In vox-pop interviews, the few members of the public who could recall any poem at all, thought that Kipling's "If" a good choice. This sturdy, sentimental study in morality and self-reliance is long enough to make an impact on those people unused to closer study of poetic works (Postmodernism!? What's that?!) yet compact enough (always a useful attribute in poems) that whole passages might be commited to memory without troubling the unsuspecting reader.
I think that such moderate commitment is useful. Like a clock ticking away on the mantel, it serves its purpose, maintains the schedule and requires neither food nor water to allow us the benefit of its function.
To study poems as they are studied at university, for example, is to chase them around the room, corner them (hear them howl!) interject finely-wrought discussions about the elements of style, political persuasion and gender subtexts, before finally abandoning the part-skinned, bloodied carcass as a job well done.

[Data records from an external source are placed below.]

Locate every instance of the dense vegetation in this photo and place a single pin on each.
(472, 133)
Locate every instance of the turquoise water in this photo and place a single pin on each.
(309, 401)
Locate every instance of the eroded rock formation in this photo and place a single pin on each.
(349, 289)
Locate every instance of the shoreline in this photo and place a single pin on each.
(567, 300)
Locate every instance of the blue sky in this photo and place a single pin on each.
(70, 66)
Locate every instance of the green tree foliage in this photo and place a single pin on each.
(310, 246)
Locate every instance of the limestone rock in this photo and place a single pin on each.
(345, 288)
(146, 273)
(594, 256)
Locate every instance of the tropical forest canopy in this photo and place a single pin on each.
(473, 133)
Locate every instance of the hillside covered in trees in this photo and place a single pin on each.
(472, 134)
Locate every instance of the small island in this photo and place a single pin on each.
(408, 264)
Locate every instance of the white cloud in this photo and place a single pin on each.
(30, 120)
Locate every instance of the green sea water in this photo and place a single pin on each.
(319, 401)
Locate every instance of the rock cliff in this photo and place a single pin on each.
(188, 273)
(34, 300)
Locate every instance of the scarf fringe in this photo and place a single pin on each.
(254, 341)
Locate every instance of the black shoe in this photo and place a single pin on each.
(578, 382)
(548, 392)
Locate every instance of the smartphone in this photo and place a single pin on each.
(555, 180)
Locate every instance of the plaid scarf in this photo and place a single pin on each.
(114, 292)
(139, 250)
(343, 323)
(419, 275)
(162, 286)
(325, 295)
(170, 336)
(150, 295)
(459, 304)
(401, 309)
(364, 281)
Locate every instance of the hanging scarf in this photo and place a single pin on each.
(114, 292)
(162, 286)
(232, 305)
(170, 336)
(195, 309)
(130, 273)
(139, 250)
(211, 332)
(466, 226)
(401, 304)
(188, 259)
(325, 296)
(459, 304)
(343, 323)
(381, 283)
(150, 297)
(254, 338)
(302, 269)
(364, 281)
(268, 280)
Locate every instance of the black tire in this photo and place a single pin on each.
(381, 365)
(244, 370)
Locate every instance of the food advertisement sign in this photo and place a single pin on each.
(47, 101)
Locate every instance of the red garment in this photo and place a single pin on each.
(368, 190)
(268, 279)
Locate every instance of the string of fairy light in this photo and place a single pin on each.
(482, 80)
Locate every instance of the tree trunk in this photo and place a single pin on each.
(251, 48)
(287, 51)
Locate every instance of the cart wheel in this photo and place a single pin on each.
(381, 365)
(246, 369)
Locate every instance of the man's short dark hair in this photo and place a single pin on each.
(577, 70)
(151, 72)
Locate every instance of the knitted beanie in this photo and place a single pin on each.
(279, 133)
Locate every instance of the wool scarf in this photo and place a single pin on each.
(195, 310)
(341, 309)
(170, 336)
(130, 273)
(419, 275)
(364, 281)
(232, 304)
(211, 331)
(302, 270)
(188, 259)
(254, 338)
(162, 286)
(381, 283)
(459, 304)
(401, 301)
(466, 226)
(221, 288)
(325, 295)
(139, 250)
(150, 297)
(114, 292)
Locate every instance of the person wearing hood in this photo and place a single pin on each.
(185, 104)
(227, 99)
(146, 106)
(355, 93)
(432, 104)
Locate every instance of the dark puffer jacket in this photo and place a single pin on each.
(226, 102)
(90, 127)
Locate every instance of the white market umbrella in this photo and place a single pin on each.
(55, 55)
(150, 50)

I, too, if asked my favourite poem, might choose from a long list that included "Fern Hill" and "Death Shall Have No Dominion", or "Dover Beach" or perhaps something by Ted Hughes or Philip Larkin. By then, I would begin to second-guess myself, thinking I should include something by Shakespeare, Emily Dickinson, and who was that guy everyone was talking about a few years ago....
There's no accounting for taste, even when we're told what we should like. "If" only.